(A) A discount medical plan organization shall provide to an applicant, the time of application, information that describes the terms and conditions of the discount medical plan, including limitations or restrictions on the refund of processing fees or periodic charges associated with the discount medical plan, and to a new customer, a written document that contains the terms and conditions of the discount medical plan.

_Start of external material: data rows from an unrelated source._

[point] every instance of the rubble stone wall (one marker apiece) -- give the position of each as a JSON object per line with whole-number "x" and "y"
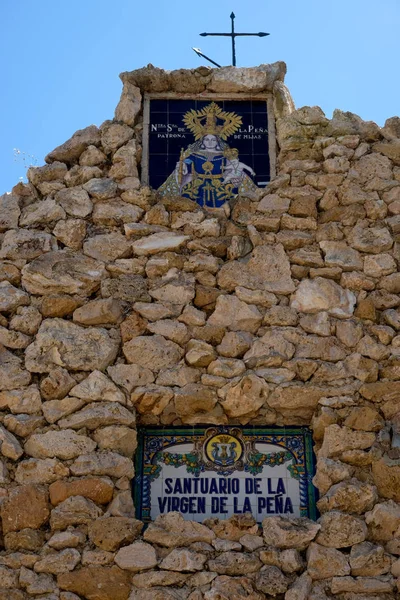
{"x": 119, "y": 307}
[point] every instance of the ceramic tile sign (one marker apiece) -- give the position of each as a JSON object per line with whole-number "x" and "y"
{"x": 207, "y": 472}
{"x": 208, "y": 151}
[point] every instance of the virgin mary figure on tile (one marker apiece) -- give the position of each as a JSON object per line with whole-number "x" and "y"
{"x": 209, "y": 170}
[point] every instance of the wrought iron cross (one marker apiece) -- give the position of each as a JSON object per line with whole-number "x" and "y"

(B) The written document required pursuant to subsection (A) must be clear and include:
(1) the name of the customer;
(2) the benefits to be provided under the discount medical plan;
(3) processing fees and periodic charges associated with the discount medical plan including any limitations or restrictions on the refund of processing fees and periodic charges;
(4) the mode and timing of payment of processing fees and periodic charges and procedures for changing the mode of payment;
(5) any limitations, exclusions, or exceptions regarding the receipt of discount medical plan benefits;
(6) waiting periods for certain medical or ancillary services under the discount medical plan;
(7) procedures for obtaining discounts under the discount medical plan, such as requiring customers to contact the discount medical plan organization to make an appointment with a provider on the customer's behalf;
(8) cancellation procedures including information on the customer's thirty-day cancellation rights and refund requirements and procedures for obtaining refunds;
(9) renewal, termination, and cancellation terms and conditions;
(10) procedures for adding new customers to a family discount medical plan, if applicable;
(11) procedures for filing complaints under the discount medical plan organization's complaint system; and
(12) the name and mailing address of the registered discount medical plan organization or other entity where the customer can make inquiries about the plan, send cancellation notices and file complaints.
HISTORY: 2006 Act No. 377, Section 1, eff January 1, 2007.